La Libye possède quasiment 40% du pétrole africain, précieux pour sa
haute qualité et son faible coût d’extraction, et de grosses réserves de
gaz naturel, dont l’exploitation peut rapporter aujourd’hui aux
multinationales étasuniennes et européennes des profits bien plus élevés
que ceux qu’elles obtenaient de l’État libyen. De plus, en éliminant l’État national et en traitant séparément avec des groupes au pouvoir en
Tripolitaine et Cyrénaïque, elles peuvent obtenir la privatisation des
réserves énergétiques publiques et donc leur contrôle direct.
En plus de l’or noir, les multinationales étasuniennes et européennes
veulent s’approprier l’or blanc : l’immense réserve d’eau fossile de la
nappe phréatique nubienne, qui s’étend sous la Libye, l’Égypte, le
Soudan et le Tchad. Les possibilités qu’offre celle-ci avaient été
démontrées par l’État libyen, en construisant des aqueducs qui
transportaient de l’eau potable et pour l’irrigation, millions de mètres
cubes par jour extraits de 1300 puits dans le désert, sur 1600 Km
jusqu’aux villes côtières, rendant fertiles des terres désertiques. C'était l’œuvre de Kadhafi.
En débarquant en Libye sous le prétexte officiel de l’assister et de
la libérer de la présence de l’Isis (Daech), les USA et les plus grandes
puissances européennes peuvent aussi ré-ouvrir leurs bases militaires,
fermées par Kadhafi en 1970, dans une position géostratégique importante
à l’intersection entre Méditerranée, Afrique et Moyen-Orient.

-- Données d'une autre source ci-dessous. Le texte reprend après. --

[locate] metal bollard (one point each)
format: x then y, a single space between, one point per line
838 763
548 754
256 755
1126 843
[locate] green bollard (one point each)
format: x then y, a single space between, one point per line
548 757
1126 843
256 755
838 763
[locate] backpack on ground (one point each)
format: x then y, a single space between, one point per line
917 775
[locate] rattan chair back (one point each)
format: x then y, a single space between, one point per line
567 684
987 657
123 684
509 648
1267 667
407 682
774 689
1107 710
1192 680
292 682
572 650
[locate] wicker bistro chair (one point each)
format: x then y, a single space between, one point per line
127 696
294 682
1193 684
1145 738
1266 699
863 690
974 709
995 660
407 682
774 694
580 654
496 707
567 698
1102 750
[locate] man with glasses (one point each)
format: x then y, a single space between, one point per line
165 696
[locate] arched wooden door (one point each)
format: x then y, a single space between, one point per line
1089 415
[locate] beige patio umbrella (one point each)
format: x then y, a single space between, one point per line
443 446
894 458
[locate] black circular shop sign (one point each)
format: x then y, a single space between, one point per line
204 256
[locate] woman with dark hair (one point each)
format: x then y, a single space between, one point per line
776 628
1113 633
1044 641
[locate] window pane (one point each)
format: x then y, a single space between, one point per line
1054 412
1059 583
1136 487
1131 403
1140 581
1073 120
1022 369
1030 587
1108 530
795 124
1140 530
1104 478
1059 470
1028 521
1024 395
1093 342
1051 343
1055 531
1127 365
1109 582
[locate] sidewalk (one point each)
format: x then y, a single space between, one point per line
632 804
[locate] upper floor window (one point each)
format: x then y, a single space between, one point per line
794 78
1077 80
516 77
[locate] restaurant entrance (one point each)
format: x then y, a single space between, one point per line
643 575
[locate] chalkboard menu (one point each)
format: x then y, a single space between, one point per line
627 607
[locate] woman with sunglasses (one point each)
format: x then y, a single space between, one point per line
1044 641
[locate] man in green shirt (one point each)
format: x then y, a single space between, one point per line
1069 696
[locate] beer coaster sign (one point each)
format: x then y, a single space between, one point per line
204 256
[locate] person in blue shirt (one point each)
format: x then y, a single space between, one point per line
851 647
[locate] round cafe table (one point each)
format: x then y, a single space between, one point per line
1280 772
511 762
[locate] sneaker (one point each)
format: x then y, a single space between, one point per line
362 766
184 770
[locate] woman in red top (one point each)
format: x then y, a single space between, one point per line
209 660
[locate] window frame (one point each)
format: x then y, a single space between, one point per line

Enfin, avec la « mission d’assistance à la Libye », les USA et les
plus grandes puissances européennes se partagent le butin de la plus
grande rapine du siècle : 150 milliards de dollars des fonds souverains
libyens confisqués en 2011, qui pourraient se quadrupler si l’export
énergétique libyen revenait aux niveaux précédents. Les fonds
souverains, investis à l’époque de Kadhafi pour créer une monnaie et des
organismes financiers autonomes pour l’Union Africaine (raison pour
laquelle il fut décider d’abattre Kadhafi, comme il résulte des courriels
de la Clinton), seront utilisés pour démanteler ce qui reste de l’État
libyen. État qui n’a « jamais existé » parce qu’en Libye il n’y avait
qu’une « multitude de tribus », déclare Giorgio Napolitano, persuadé
d’être au Sénat du Royaume d’Italie.
Manlio Dinucci
Édition de mardi 5 avril 2016 de il manifestohttp://ilmanifesto.info/i-predatori-della-libia/
Traduit de l’italien par Marie-Ange Patrizio
[1] Paolo Scaroni est un des plus grands aficionados italiens
du Groupe Bilderberg. Artisan au cours de ses deux mandats à la tête de
l’ENI de sa privatisation (partielle pour le moment), il est en 2011 au
troisième rang des managers de sociétés italiennes cotées en bourse
avec un salaire annuel de 6,4 millions d’euros. Voir Le Groupe Bilderberg, de Domenico Moro, Editions Delga, 2014, p. 180, 201, 203 et 205. NdT.